Don’t let batch drive
Henry Salomons with Dow believes the standard needs to be focused on “degradation control, exception handling, which is not handled well in other standards,” he said. “It needs to integrate much of the information from ANSI/ISA-18.2-2009, Management of Alarm Systems for the Process Industries. It has to work with that standard and be cohesive. I know batch well, and I’d like to see that batch doesn’t drive this standard. Batch has a lot to learn from what this standard could provide, especially in the area of degradation control and exception handling.”
“Most of my production experience has been with continuous processes,” said Lynn Craig, a pioneer of ISA88 and ISA95. “ISA88 was a brand new approach with trying to standardize something,” he said. “Yes, we need to make the standard more inclusive. We don’t want to be a batch or continuous standard. We want to be a production standard. We all know how to deal with a continuous state … in batch processes. The advantages in exception handling, in safety, in being able to incorporate procedures in continuous process are enormous.”

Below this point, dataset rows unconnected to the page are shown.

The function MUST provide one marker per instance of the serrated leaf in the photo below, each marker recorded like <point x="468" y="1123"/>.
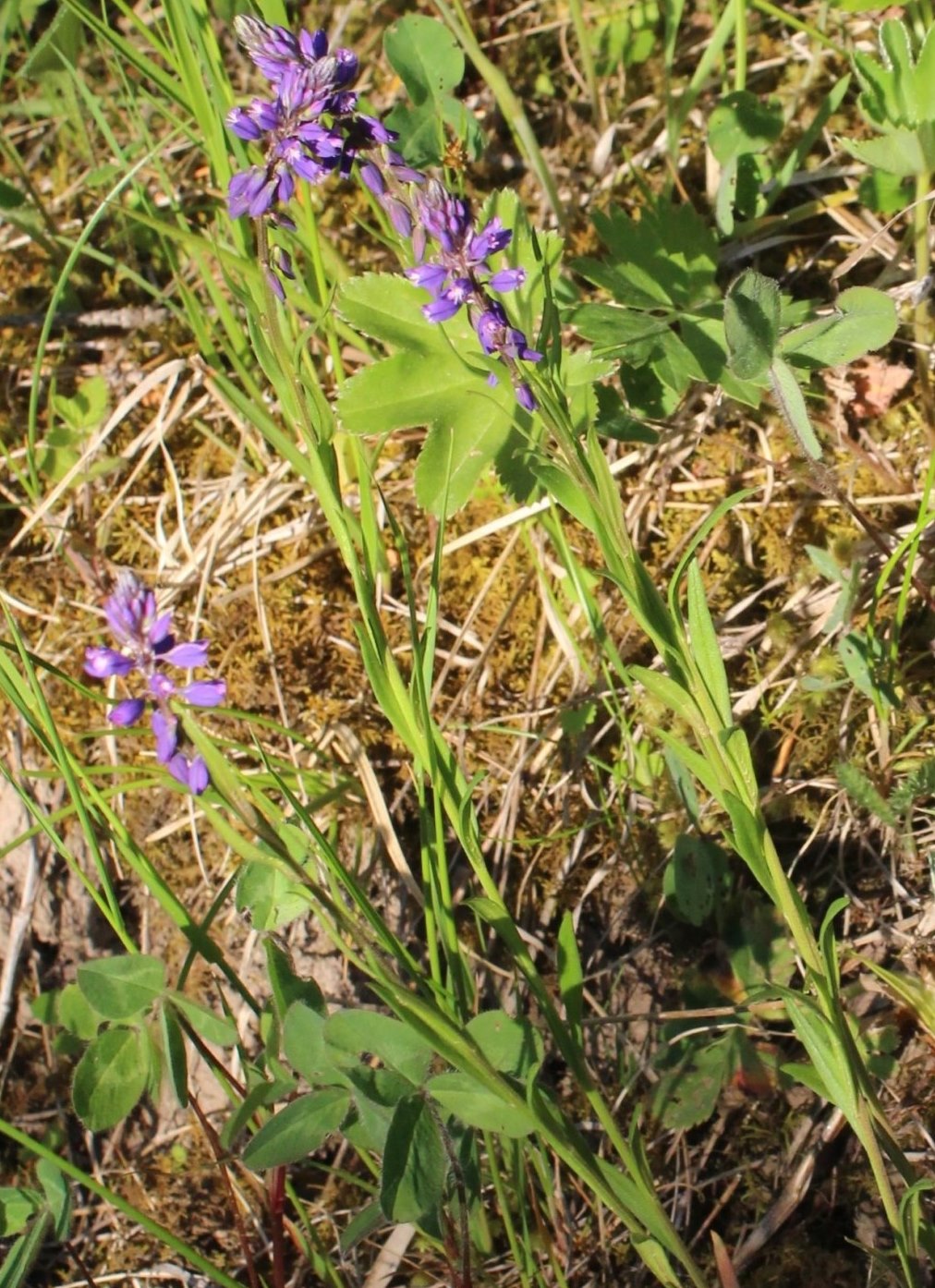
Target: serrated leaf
<point x="110" y="1078"/>
<point x="298" y="1130"/>
<point x="121" y="987"/>
<point x="415" y="1164"/>
<point x="386" y="307"/>
<point x="751" y="323"/>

Randy Dwiggins of NNE Pharmaplan has worked for chemical companies and consulting companies—in batch and continuous operations, but with greater emphasis on batch. As chair of the ISA88 committee, one of the main things he would like to see is leveraging the work being done with what is been done in other groups, such as ISA88 and ISA95. He wants to make sure there is a “clear understanding of what the group is about and where it’s headed. There seems to be a great diversity of ideas about what this group is supposed to entail—expectations that need to be clarified before it can make significant progress,” he said. “We’ve heard a lot from batch people and not much from continuous people, particularly end users, which is what this is supposed to be about.”
Near the end of the two-day meeting, Wilkins offered a synopsis of conversations that included much of what the group would focus on during the development of the standard. “We’ll focus on continuous processes as a start,” Wilkins said, “but we won’t exclude future applications to batch or discrete, such as storage, distribution, waste treatment, transportation centers. The proposal is also to focus on [Safety Instrumented Systems, or] SIS, and basic process control systems as well as automated procedures, which may have manual and semi-automated components,” he said. “Testing logic with simulation would be a candidate for inclusion as a recommended practice.”